Speaking of massive, huge “ifs,” our friends at CBPP recently released a paper that explains why it will be virtually impossible to create a fair blended matching rate, at least until health reform is up and running for a few years.  Take a look if you can – it clearly and succinctly outlines the challenges of trying to come up with a fair formula for “blending” in the cost of a new eligibility expansion that has not yet occurred. 

Leaving aside for now the practical question of whether it is doable, what might a blended matching rate mean for children and families?  Most importantly, since the new blended match will probably be designed to achieve federal savings, there is a significant risk it will result in a cost-shift from the federal government to states, localities, and ultimately Medicaid beneficiaries.  We don’t know exactly how big it will be (yet), but states could respond by cutting provider reimbursement rates, reducing benefits, etc..  Also, remember that Governors are likely to demand more “flexibility” to make these and other cuts if the deficit reduction deal cuts federal Medicaid spending.

Second, a blended matching rate is likely to result in even deeper antagonism toward the Affordable Care Act and its expansion of Medicaid.  With many states already complaining about the expansion – despite the federal government picking up the entire cost of newly eligible for the first few years – it is hard to imagine it going over well if the nation’s Governors must finance some 40% of the costs of the Medicaid expansion.  Of course states would get more help with the cost of their already-eligible population, but in the intensely controversial environment surrounding health reform implementation, it easy to imagine that this important counterpoint will get lost. 

Finally, for children, there is the issue of what will happen to CHIP.  CHIP always has enjoyed relatively generous support from the federal government.  Due to its high matching rate, every state opted into the program and half of all states (including DC) now cover children to 250% of the FPL or above.  While the stability protections (aka maintenance-of-effort requirement) preclude states from rolling back on CHIP and Medicaid coverage for children for the moment, it is hard to imagine that Congress will be able to hold this line if it significantly drops the CHIP matching rate.  From a kids’ perspective, some have argued that a blended matching rate is good because it would even out federal support for Medicaid and CHIP-eligible children.  Many children’s advocates have long supported this idea (including me), but, frankly, we were looking to raise the bar in Medicaid, not see CHIP dragged down. 

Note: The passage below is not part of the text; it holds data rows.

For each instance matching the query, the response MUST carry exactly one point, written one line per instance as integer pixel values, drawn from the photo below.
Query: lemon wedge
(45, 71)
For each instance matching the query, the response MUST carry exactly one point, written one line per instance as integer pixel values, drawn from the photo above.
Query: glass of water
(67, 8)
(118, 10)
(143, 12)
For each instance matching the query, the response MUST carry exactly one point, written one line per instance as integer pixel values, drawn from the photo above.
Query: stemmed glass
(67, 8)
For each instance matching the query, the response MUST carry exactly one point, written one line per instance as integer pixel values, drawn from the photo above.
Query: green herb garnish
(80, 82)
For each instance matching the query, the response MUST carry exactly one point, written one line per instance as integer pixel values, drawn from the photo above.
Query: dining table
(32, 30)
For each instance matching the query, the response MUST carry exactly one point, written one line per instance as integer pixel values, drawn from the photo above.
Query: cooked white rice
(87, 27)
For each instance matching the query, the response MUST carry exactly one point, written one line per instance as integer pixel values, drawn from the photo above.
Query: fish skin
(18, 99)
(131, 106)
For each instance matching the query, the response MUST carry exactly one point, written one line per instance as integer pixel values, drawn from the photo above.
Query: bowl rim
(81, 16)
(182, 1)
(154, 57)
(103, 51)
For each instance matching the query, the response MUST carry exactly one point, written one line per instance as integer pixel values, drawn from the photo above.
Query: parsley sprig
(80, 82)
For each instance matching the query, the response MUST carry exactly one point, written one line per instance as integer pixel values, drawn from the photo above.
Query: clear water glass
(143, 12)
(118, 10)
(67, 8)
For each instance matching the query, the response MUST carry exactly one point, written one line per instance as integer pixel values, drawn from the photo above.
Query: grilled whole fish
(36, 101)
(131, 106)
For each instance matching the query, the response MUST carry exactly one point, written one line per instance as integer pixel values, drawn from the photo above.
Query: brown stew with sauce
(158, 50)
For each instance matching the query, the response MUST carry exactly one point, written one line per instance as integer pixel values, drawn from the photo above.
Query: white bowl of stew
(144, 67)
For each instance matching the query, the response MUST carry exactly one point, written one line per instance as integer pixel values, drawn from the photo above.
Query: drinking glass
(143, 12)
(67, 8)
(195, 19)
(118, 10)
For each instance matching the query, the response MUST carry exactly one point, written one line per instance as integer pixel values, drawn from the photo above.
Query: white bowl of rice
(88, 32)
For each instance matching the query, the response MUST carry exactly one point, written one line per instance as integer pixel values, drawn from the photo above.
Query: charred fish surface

The Obama Administration has argued that a blended matching rate is a promising idea because it would simplify administration of Medicaid and CHIP.  This is an excellent point, and if Medicaid weren’t caught up in the intensely political debates over deficit reduction and health reform implementation, it might be worth pursuing some policy options for streamlining matching claims in Medicaid.  But, in the current environment where there already is enormous controversy surrounding the ACA’s Medicaid expansion and tremendous pressure to cut Medicaid, it is a risky proposition.